Setiap gagasan fiqih mereka tulis dan mereka bukukan bahkan dicetak. Sampai saat inipun masih dapat kita temukan karya mereka. Manusia zaman sekarang tidak bertemu mereka, tapi bisa melihat dan membaca gagasan para imam tersebut. Bayangkan jika tidak dituliskan, mungkin kita tidak akan bisa merasakan pemikiran fiqih para ulama itu. Oleh karena itu “mereka menulis maka mereka ada”, dan mereka ada sampai saat ini karena karya tulisan mereka.

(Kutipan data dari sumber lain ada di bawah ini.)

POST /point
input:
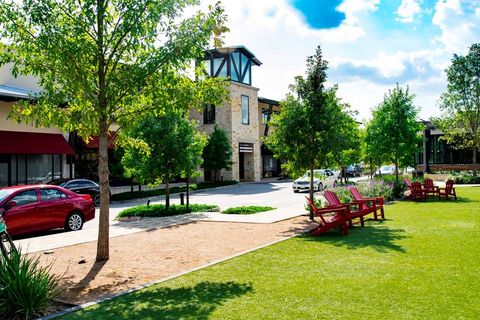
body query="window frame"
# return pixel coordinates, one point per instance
(212, 113)
(248, 108)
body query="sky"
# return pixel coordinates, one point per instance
(370, 44)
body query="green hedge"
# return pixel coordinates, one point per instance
(161, 192)
(159, 210)
(247, 210)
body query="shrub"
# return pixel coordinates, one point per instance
(247, 210)
(26, 287)
(160, 192)
(159, 210)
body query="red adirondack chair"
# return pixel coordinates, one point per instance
(430, 188)
(362, 208)
(376, 202)
(449, 190)
(418, 192)
(327, 222)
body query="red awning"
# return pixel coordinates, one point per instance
(94, 142)
(14, 142)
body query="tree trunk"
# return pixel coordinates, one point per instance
(167, 195)
(103, 174)
(474, 161)
(188, 191)
(396, 170)
(311, 190)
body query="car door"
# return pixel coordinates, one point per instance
(23, 218)
(54, 208)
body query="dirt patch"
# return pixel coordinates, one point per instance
(147, 256)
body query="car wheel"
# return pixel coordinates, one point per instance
(96, 200)
(74, 222)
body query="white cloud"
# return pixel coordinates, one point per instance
(407, 10)
(459, 29)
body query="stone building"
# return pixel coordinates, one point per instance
(244, 117)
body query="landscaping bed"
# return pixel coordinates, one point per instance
(160, 192)
(159, 210)
(247, 210)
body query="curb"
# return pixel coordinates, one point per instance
(148, 284)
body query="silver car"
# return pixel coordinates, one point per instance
(323, 178)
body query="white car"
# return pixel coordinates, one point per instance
(323, 178)
(386, 170)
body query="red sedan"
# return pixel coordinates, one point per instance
(43, 207)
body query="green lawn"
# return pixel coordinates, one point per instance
(423, 262)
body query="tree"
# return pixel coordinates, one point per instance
(217, 154)
(346, 144)
(392, 134)
(302, 132)
(169, 147)
(98, 61)
(460, 104)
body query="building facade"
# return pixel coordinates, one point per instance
(28, 154)
(244, 116)
(437, 155)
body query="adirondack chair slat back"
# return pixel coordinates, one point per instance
(355, 193)
(417, 186)
(428, 183)
(449, 186)
(331, 198)
(407, 182)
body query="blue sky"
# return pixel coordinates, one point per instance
(370, 44)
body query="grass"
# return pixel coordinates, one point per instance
(159, 210)
(422, 262)
(247, 210)
(160, 192)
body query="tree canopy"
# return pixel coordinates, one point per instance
(392, 134)
(460, 104)
(302, 133)
(98, 63)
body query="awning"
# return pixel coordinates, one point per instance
(94, 142)
(13, 142)
(10, 93)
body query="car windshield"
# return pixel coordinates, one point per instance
(316, 174)
(4, 193)
(60, 183)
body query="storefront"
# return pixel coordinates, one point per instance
(33, 157)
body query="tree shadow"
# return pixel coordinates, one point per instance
(380, 238)
(195, 302)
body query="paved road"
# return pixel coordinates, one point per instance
(277, 194)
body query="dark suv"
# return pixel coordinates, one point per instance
(81, 186)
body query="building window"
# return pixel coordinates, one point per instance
(245, 111)
(264, 116)
(209, 114)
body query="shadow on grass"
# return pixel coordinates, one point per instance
(196, 302)
(380, 238)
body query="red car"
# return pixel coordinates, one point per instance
(37, 208)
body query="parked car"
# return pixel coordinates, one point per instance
(80, 186)
(36, 208)
(323, 178)
(353, 170)
(386, 170)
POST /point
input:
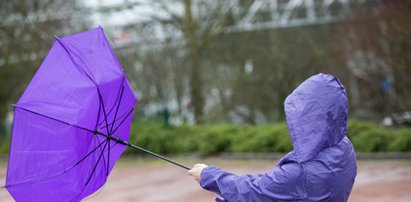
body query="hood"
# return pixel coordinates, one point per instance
(316, 113)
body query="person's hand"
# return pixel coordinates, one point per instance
(196, 171)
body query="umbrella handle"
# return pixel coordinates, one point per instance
(118, 140)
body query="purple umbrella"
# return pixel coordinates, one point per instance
(72, 122)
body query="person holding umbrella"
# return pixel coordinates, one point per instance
(322, 164)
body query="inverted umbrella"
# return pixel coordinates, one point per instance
(72, 122)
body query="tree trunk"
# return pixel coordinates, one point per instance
(196, 85)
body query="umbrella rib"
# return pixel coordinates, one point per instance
(104, 109)
(118, 126)
(95, 166)
(104, 159)
(74, 62)
(114, 119)
(118, 106)
(58, 174)
(114, 105)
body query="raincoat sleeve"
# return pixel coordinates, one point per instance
(282, 183)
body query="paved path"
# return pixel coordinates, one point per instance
(155, 181)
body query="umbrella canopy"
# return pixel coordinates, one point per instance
(69, 122)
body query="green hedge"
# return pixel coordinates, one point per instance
(213, 139)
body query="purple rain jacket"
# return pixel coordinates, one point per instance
(322, 165)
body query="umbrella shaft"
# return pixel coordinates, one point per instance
(144, 150)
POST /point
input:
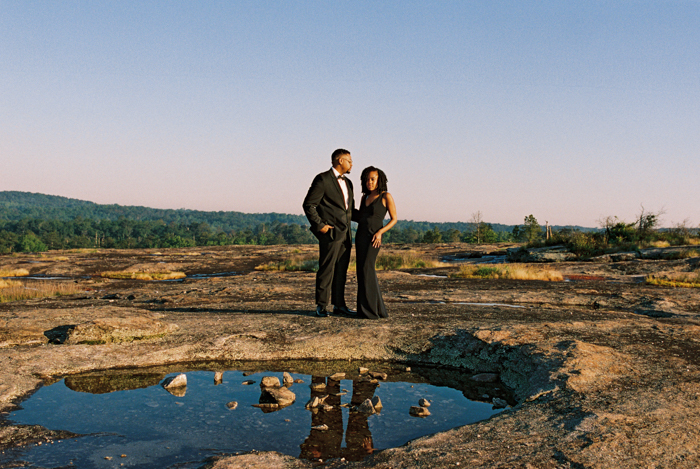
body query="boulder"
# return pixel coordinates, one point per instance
(377, 404)
(366, 407)
(418, 411)
(270, 382)
(281, 396)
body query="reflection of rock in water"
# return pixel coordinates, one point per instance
(482, 387)
(326, 435)
(103, 383)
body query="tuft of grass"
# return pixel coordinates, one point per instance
(13, 290)
(143, 275)
(291, 265)
(404, 260)
(14, 272)
(510, 272)
(685, 254)
(690, 280)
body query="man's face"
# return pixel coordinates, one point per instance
(372, 180)
(346, 163)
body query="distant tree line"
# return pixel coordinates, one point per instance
(36, 222)
(37, 235)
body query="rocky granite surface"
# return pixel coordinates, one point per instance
(605, 369)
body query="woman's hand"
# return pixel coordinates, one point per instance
(377, 240)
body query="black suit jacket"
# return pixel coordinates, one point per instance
(324, 205)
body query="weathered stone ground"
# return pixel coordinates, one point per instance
(606, 371)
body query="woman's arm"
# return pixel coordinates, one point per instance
(388, 201)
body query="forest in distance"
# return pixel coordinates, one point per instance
(31, 222)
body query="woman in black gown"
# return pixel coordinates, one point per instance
(375, 204)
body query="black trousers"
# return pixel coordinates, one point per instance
(333, 262)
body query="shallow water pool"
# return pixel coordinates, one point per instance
(127, 419)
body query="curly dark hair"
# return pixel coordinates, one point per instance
(381, 180)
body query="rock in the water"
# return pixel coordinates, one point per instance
(282, 396)
(267, 407)
(366, 407)
(318, 387)
(175, 381)
(485, 378)
(499, 403)
(418, 411)
(313, 403)
(378, 375)
(316, 401)
(177, 386)
(270, 382)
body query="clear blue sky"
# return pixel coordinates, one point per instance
(567, 110)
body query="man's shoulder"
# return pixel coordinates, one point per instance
(324, 175)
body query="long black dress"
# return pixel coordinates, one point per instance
(370, 219)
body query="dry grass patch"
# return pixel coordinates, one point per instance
(294, 264)
(14, 272)
(13, 290)
(682, 280)
(510, 272)
(143, 275)
(405, 260)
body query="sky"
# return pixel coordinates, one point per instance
(570, 111)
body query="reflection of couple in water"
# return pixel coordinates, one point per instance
(326, 444)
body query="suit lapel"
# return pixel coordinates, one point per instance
(336, 184)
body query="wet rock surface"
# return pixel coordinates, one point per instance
(606, 372)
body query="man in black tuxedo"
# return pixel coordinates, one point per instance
(328, 206)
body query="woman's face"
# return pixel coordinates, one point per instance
(372, 179)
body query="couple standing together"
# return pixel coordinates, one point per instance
(330, 207)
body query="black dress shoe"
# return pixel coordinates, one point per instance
(344, 310)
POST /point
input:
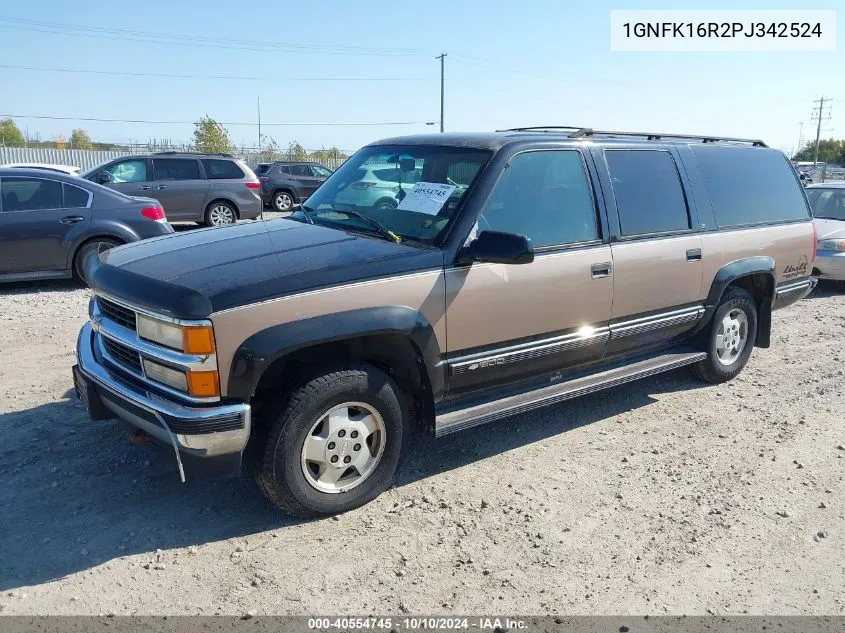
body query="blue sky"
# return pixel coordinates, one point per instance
(509, 63)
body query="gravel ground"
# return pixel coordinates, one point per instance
(664, 496)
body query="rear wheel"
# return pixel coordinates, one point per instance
(730, 342)
(97, 245)
(282, 201)
(336, 442)
(220, 213)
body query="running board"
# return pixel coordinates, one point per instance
(460, 419)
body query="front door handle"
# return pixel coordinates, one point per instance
(599, 271)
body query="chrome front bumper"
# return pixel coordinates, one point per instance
(203, 431)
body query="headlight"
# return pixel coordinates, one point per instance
(191, 339)
(831, 245)
(166, 375)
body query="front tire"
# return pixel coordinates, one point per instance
(336, 442)
(220, 213)
(731, 339)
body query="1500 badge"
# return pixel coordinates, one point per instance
(790, 272)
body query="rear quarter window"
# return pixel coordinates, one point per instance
(749, 185)
(222, 169)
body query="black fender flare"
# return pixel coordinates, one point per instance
(262, 349)
(731, 272)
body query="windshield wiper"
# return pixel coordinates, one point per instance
(382, 230)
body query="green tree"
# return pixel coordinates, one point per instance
(296, 151)
(79, 139)
(10, 134)
(210, 136)
(830, 151)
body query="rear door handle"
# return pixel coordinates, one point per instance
(601, 270)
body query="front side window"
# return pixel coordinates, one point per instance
(128, 171)
(649, 195)
(176, 169)
(30, 194)
(545, 196)
(827, 204)
(378, 182)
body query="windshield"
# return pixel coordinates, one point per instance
(828, 204)
(379, 183)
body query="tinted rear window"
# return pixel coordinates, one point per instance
(750, 185)
(218, 169)
(649, 197)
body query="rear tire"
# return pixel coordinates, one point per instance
(100, 245)
(730, 341)
(345, 415)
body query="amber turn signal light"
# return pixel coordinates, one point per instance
(198, 340)
(203, 384)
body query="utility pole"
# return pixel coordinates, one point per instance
(818, 115)
(442, 58)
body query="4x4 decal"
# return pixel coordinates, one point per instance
(790, 272)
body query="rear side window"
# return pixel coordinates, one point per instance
(827, 204)
(649, 195)
(218, 169)
(30, 194)
(75, 197)
(749, 185)
(176, 169)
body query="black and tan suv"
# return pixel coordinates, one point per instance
(567, 261)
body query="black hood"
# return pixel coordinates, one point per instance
(190, 275)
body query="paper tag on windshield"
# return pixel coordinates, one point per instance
(426, 197)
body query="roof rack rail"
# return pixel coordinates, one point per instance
(187, 151)
(583, 132)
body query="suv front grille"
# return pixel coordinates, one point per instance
(117, 313)
(124, 356)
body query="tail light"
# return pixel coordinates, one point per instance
(156, 214)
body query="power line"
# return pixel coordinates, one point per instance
(79, 30)
(250, 123)
(178, 76)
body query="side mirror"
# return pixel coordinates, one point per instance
(496, 247)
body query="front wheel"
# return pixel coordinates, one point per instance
(731, 339)
(336, 443)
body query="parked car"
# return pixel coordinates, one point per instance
(828, 204)
(285, 184)
(214, 189)
(63, 169)
(561, 267)
(50, 222)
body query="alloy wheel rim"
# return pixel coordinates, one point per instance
(343, 448)
(222, 215)
(731, 336)
(283, 202)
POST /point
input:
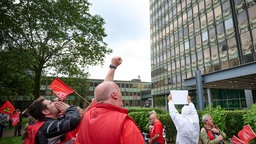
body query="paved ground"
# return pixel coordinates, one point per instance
(9, 133)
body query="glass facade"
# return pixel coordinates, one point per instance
(205, 35)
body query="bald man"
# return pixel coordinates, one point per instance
(106, 121)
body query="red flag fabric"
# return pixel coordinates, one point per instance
(246, 134)
(7, 108)
(60, 89)
(236, 140)
(15, 118)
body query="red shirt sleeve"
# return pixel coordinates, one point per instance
(158, 128)
(131, 133)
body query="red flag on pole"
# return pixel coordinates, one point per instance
(236, 140)
(7, 108)
(246, 134)
(60, 89)
(15, 118)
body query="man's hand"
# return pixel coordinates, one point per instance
(116, 61)
(170, 97)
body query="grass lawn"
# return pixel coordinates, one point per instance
(11, 140)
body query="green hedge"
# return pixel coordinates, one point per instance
(231, 122)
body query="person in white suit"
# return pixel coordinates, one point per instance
(186, 123)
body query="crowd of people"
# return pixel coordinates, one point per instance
(106, 121)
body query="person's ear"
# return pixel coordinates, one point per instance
(114, 95)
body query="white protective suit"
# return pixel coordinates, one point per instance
(186, 123)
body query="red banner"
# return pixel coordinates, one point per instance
(236, 140)
(60, 89)
(15, 118)
(246, 134)
(7, 108)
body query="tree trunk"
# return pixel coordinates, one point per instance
(37, 79)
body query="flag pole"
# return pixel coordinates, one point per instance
(81, 97)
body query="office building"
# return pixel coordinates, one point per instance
(216, 39)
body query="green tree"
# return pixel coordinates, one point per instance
(58, 36)
(13, 74)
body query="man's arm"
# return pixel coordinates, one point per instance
(153, 138)
(115, 62)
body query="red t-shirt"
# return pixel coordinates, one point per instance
(131, 134)
(157, 129)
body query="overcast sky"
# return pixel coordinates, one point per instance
(127, 27)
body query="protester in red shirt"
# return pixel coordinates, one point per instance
(156, 131)
(106, 121)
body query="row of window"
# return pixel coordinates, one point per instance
(193, 37)
(211, 59)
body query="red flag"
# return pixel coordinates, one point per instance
(236, 140)
(60, 89)
(7, 108)
(246, 134)
(15, 118)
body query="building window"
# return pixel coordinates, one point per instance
(242, 22)
(252, 16)
(217, 12)
(247, 47)
(205, 36)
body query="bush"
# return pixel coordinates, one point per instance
(231, 122)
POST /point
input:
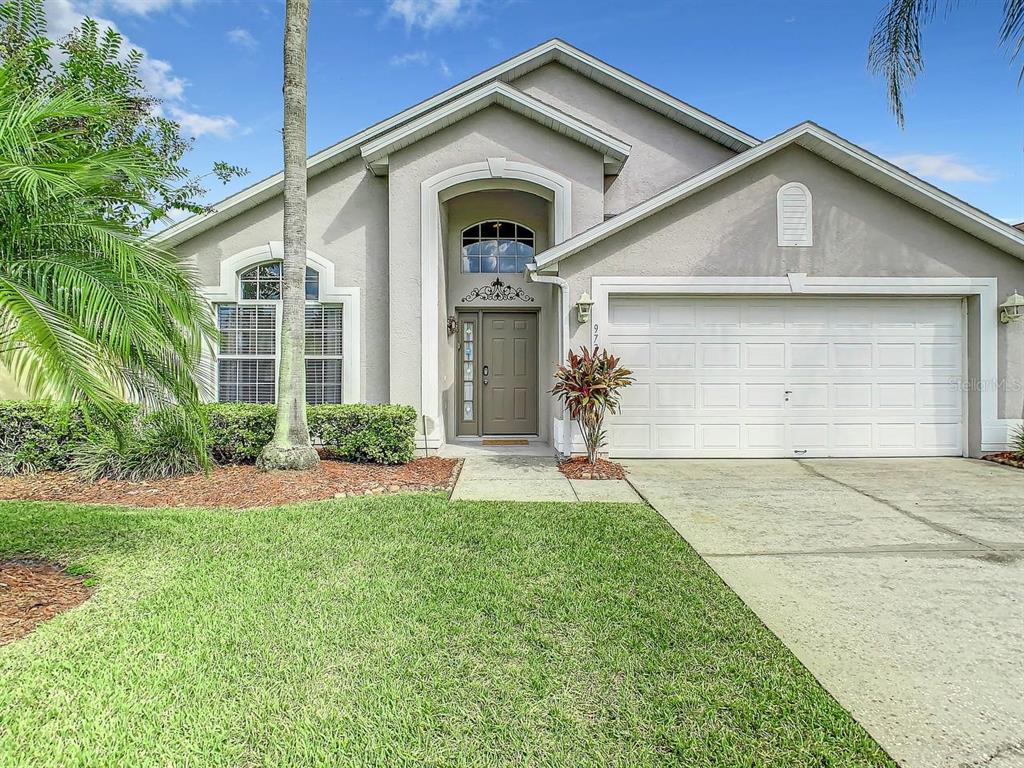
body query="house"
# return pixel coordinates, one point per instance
(797, 296)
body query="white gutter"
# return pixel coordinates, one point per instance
(565, 309)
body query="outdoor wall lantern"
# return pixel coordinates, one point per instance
(584, 305)
(1012, 308)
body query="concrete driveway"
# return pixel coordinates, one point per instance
(899, 583)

Sekarang ini, banyak orang yang lebih diakui bukan karena banyaknya kekayaan atau tingginya posisi jabatan maupun pendidikannya, tapi berapa banyak karya yang dihasilkan atau buku yang ia tulis. Seorang guru besar akan disegani lewat karya-karya tulisnya. Bahkan, seorang artis saja akan mendapat nilai plus bila ia menulis buku.
Maka dari itu menulis adalah cara meng-ada secara abadi. Kita mengenal salah satu buku rujukan dengan judul “Ihya Ulumuddin” (إحياء علوم الدين) karya Imam Ghazali, penulisnya sudah mati, namun buku-bukunya seakan mengabadikan pengarangnya. Karyanya terus dibaca dan dijadikan referensi hingga sekarang. Persis yang dikatakan oleh Pramoedya: “orang boleh pintar setinggi langit, tapi kalau tidak menulis ia akan hilang ditelan zaman, menulis adalah bekerja pada keabadian”.
Mengutip perkataan Al-Ghazali, “Kalau engkau bukan anak raja dan engkau bukan anak ulama besar, maka jadilah penulis”. Bakat menulis yang sudah ada dalam diri kita butuh terus diasah. Menulis adalah kegiatan yang mulia.